Using those results and additional research, Smith and Smoll developed Coach Effectiveness Training, a two-hour program that teaches coaches how to monitor their behaviors, offer encouragement and technical instruction, and avoid yelling and expressing frustration. The coaches complete a self-monitoring form after each practice and game that enables them to estimate the percentage of instances they provided technical instruction when a player made a mistake, offered encouragement, and praised good performance and effort.

The training also teaches coaches a technique Smith calls the “the positive sandwich”: When a player makes a mistake during a game, instead of getting angry or expressing frustration, the coach first finds something to commend about the play, follows with a specific, technical instruction about how to correct the mistake, and ends with a note of encouragement.

When teaching coaches, Smith and Smoll make clear that they understand winning is an important objective, but they always stress that promoting fun, reducing anxiety and improving performance gives a team its best chance for success (Journal of Sport and Exercise Psychology, Vol. 29, No. 1).

Spreading the word

In a study of the intervention published in 1993 in the Journal of Applied Psychology (Vol. 78, No. 4), Smith and Smoll found that when coaches used the sandwich technique, their young athletes liked their coaches more and got along better with their teammates. In addition, by season’s end, children who had scored low in self-esteem showed gains in this area.

The intervention also kept more children playing ball.
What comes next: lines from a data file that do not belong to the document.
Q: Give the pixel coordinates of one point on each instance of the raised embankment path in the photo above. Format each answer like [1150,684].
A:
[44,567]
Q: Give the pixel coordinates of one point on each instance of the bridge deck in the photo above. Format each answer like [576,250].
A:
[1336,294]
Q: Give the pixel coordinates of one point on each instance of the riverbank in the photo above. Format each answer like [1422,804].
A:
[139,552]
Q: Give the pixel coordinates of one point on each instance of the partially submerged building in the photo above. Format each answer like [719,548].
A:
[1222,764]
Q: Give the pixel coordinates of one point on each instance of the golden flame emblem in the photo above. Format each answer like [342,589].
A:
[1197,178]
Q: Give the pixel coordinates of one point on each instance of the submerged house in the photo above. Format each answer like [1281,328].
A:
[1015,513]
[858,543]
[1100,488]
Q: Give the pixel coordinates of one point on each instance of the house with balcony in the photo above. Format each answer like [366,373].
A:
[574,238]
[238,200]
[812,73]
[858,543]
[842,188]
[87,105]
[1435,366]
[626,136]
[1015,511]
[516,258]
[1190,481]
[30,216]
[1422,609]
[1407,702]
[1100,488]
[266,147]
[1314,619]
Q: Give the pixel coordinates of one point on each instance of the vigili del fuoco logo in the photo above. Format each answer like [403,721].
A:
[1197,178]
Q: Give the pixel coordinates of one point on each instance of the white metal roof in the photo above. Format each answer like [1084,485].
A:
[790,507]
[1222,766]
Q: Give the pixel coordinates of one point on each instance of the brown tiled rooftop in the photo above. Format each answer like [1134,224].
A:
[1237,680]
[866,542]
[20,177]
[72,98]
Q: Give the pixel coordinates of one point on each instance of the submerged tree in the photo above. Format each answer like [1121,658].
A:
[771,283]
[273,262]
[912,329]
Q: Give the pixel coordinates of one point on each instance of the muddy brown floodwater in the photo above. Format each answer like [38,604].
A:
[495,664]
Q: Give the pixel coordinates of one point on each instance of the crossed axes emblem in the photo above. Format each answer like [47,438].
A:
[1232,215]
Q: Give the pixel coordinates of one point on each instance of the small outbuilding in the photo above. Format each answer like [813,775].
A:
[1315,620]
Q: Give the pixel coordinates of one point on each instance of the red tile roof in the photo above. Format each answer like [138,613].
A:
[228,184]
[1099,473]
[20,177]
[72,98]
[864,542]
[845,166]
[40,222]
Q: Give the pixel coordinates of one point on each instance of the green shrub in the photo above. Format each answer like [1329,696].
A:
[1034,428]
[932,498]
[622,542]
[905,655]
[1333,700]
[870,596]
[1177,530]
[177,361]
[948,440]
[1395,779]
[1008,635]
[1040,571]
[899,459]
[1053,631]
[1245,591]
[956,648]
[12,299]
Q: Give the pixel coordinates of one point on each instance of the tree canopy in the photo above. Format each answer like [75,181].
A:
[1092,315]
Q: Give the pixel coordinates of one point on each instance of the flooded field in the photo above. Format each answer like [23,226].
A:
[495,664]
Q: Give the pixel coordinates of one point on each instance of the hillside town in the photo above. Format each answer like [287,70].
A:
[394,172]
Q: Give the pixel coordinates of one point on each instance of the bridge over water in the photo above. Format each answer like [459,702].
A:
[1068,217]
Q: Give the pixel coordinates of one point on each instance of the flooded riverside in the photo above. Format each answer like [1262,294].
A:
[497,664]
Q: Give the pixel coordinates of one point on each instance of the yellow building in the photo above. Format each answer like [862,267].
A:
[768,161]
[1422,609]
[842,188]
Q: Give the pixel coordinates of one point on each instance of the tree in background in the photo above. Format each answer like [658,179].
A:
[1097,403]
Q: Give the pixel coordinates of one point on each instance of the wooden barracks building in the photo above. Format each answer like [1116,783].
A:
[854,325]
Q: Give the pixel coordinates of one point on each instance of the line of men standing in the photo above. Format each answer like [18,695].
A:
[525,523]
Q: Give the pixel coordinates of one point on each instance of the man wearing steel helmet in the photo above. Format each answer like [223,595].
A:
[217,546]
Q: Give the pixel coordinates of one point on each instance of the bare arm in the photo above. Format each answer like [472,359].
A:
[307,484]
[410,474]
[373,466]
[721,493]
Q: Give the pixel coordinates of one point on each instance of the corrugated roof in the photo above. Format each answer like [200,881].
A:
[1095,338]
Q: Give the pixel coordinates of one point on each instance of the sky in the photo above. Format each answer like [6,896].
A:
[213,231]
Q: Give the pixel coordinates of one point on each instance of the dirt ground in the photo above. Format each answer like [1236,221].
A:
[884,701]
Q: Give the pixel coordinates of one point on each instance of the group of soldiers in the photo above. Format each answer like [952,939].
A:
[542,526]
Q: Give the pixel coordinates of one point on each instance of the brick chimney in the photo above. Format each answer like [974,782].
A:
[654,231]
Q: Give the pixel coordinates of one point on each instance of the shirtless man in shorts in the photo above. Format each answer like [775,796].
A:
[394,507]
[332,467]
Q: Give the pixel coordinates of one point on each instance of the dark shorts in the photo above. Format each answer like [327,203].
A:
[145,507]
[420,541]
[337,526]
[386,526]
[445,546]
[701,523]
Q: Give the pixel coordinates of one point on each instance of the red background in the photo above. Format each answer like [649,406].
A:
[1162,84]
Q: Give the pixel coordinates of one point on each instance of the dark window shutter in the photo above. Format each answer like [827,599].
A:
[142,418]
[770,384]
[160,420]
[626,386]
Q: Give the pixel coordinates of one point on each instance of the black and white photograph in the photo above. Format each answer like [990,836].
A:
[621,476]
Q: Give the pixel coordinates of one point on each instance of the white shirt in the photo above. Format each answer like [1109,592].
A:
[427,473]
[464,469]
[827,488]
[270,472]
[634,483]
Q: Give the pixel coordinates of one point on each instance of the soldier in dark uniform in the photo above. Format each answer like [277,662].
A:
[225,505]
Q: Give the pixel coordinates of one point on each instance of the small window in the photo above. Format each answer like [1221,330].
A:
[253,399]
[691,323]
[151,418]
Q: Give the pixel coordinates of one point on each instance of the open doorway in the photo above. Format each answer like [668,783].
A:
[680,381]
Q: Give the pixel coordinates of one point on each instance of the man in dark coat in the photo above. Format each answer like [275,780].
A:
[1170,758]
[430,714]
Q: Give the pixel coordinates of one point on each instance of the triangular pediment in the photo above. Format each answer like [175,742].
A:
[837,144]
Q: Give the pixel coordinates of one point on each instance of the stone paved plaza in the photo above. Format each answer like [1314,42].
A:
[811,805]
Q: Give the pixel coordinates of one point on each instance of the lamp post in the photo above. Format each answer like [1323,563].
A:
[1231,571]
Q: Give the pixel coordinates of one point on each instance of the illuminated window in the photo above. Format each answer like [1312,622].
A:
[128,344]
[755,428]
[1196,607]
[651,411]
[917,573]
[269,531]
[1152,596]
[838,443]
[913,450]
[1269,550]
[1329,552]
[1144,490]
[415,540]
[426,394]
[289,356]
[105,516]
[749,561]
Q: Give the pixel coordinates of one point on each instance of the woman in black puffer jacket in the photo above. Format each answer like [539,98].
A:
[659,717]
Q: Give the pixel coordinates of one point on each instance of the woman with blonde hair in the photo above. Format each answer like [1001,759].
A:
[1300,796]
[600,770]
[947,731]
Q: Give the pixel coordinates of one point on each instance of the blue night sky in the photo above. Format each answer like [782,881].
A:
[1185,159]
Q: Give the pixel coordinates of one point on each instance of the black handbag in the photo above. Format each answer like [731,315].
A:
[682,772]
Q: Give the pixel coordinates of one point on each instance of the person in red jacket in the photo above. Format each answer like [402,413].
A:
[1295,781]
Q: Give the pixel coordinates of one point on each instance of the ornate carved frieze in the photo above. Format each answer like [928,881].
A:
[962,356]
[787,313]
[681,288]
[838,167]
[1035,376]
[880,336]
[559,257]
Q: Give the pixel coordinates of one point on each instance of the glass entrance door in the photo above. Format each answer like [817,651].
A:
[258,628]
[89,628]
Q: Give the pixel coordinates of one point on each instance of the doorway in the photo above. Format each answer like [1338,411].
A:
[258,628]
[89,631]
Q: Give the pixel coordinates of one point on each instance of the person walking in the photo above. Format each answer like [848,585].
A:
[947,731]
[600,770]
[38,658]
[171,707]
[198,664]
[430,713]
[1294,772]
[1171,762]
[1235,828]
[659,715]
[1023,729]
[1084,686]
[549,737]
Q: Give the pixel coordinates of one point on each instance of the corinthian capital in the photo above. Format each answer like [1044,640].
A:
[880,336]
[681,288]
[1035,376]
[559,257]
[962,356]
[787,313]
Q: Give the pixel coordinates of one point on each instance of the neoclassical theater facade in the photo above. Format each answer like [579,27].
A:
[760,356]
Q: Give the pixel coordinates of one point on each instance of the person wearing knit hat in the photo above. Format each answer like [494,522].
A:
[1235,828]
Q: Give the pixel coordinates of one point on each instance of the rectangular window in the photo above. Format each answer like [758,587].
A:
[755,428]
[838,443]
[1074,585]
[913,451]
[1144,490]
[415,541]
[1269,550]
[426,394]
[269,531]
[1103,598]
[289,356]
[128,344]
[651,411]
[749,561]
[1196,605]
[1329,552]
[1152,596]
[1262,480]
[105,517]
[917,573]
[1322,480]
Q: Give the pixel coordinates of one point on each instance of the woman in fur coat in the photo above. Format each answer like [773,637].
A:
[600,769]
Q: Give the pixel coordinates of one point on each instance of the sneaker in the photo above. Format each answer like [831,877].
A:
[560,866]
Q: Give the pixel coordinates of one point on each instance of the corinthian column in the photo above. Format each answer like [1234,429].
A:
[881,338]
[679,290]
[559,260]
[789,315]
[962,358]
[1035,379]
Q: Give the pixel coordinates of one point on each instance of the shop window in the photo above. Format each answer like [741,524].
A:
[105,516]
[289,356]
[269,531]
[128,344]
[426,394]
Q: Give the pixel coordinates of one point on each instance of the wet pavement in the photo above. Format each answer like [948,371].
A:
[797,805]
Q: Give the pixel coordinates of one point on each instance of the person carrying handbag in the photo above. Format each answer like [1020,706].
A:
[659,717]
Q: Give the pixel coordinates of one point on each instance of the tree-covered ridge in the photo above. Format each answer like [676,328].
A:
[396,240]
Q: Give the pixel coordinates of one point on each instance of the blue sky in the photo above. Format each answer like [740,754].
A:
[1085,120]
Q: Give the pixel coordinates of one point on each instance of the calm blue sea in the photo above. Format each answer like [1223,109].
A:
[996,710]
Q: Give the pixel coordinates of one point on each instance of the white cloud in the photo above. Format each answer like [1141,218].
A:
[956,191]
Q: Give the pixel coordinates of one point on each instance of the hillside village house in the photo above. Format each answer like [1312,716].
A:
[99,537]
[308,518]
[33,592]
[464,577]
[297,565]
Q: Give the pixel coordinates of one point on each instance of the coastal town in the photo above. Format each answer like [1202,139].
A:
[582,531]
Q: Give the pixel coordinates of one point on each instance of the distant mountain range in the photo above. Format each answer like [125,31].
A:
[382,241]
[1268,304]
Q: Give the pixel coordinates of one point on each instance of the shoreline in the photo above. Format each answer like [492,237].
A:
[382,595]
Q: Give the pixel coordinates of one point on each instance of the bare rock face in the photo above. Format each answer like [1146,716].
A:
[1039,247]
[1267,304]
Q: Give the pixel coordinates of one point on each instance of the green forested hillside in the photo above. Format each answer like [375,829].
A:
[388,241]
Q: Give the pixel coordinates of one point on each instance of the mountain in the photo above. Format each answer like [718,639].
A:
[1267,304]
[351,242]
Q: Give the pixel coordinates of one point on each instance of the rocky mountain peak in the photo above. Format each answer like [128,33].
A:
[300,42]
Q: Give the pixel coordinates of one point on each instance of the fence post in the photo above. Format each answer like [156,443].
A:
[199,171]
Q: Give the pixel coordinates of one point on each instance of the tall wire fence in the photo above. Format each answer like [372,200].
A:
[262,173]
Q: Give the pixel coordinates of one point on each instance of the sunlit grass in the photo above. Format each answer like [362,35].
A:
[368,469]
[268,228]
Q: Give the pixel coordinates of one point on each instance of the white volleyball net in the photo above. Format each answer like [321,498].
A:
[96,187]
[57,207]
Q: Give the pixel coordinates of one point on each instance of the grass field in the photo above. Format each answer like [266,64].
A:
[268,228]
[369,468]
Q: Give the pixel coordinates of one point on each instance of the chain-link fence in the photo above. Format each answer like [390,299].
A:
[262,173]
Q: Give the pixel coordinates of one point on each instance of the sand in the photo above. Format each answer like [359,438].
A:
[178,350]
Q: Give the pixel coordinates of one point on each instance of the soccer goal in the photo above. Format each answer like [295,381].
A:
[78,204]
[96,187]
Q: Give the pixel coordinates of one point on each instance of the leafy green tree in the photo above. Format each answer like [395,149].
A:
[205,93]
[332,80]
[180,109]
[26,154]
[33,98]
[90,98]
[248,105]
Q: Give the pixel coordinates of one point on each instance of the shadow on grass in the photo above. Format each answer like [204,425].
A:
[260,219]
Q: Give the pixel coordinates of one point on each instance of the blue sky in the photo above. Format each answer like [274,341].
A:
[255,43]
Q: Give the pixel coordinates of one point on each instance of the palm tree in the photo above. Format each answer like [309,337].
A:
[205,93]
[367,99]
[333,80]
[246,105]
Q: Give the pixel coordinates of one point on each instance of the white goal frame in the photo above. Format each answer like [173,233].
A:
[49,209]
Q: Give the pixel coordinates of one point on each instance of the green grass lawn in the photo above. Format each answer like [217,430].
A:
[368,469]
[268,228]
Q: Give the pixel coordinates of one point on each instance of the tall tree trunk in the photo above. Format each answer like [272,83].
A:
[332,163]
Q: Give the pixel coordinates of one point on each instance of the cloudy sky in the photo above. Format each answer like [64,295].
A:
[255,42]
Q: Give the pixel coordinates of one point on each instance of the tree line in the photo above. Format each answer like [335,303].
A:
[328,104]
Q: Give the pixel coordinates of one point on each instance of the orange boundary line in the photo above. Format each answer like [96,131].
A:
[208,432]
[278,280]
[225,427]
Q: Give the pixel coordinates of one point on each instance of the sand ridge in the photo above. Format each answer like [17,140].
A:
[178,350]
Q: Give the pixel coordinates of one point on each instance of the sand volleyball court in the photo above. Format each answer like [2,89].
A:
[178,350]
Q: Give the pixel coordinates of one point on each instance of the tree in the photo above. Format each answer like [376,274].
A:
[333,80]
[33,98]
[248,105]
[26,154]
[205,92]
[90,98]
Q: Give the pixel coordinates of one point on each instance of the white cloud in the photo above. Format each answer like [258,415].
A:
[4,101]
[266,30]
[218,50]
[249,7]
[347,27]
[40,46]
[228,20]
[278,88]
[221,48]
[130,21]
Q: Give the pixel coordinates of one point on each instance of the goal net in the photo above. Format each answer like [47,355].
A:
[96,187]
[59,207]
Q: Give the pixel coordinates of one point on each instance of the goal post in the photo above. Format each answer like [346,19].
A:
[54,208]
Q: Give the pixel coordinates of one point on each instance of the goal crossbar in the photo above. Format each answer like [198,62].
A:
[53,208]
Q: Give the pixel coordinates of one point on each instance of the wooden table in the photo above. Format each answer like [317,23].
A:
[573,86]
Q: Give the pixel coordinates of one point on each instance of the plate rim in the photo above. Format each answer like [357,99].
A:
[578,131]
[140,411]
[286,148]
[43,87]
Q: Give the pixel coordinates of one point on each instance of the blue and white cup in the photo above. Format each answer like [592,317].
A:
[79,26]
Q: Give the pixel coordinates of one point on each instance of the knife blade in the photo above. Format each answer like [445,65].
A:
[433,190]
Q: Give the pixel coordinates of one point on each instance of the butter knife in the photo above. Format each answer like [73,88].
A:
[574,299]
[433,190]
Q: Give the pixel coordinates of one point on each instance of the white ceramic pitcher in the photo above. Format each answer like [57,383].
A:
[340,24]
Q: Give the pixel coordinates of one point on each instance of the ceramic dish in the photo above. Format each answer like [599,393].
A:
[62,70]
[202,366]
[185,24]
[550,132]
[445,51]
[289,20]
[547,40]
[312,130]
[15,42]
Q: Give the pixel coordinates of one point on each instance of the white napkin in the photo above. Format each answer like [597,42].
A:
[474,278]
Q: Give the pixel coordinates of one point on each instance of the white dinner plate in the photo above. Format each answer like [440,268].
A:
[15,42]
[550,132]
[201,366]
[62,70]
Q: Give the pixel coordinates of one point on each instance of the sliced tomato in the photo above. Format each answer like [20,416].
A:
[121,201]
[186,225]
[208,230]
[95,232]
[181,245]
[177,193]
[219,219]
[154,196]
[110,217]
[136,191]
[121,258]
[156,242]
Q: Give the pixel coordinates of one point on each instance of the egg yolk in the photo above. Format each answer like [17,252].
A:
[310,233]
On average, about 35 percent of young athletes drop out of sports by the next season, but among children playing on teams with the trained coaches, only 5 percent dropped out of sports the following year, according to results published in 1992 in The Sport Psychologist (Vol. 6, No. 2).

In a 2007 study, Smith and Smoll found that the intervention works for female athletes, as well. Anxiety decreased for girls playing basketball for trained coaches, but increased in girls playing for coaches not trained in the mastery approach.

Over the years, Smoll has worked closely with youth athletic programs in the Seattle area, and estimates that he’s delivered about 500 workshops with 25,000 coaches in attendance in the past 30 years.

Frank Cammarano, who serves as the youth athletics program coordinator for Seattle’s Department of Parks and Recreation, first got to know Smoll back in 1989, when he helped run the Catholic Youth Organization’s sport programs in the Seattle area.

There’s a noticeable difference between coaches trained in the mastery approach and coaches who didn’t get the training, Cammarano says.

“What we found was the coaches had a better understanding of how to handle the kids, so there were [fewer] arguments and more teaching,” he says.

Smith, who directs clinical training at Washington, hasn’t confined his work as a scientist/practitioner to youth sports. From 1985 to 1997, he worked as a consultant and psychological skills instructor with the Houston Astros baseball organization, teaching the mastery approach to coaches and managers. Former Astros pitching coach Jim Hickey credits “Dr. Ron” with teaching him relaxation techniques that he passes on to pitchers.

During Hickey’s years as the Astros’ pitching coach, the team advanced to the National League Championship Series in 2004 and reached the World Series in 2005. Hickey joined the Tampa Bay Rays in November 2007, and the team played in the World Series in 2008.

“If I didn’t run into him as early as I did in my career, I would have spent 10 years or so trying to find some of the things we talked about,” Hickey says.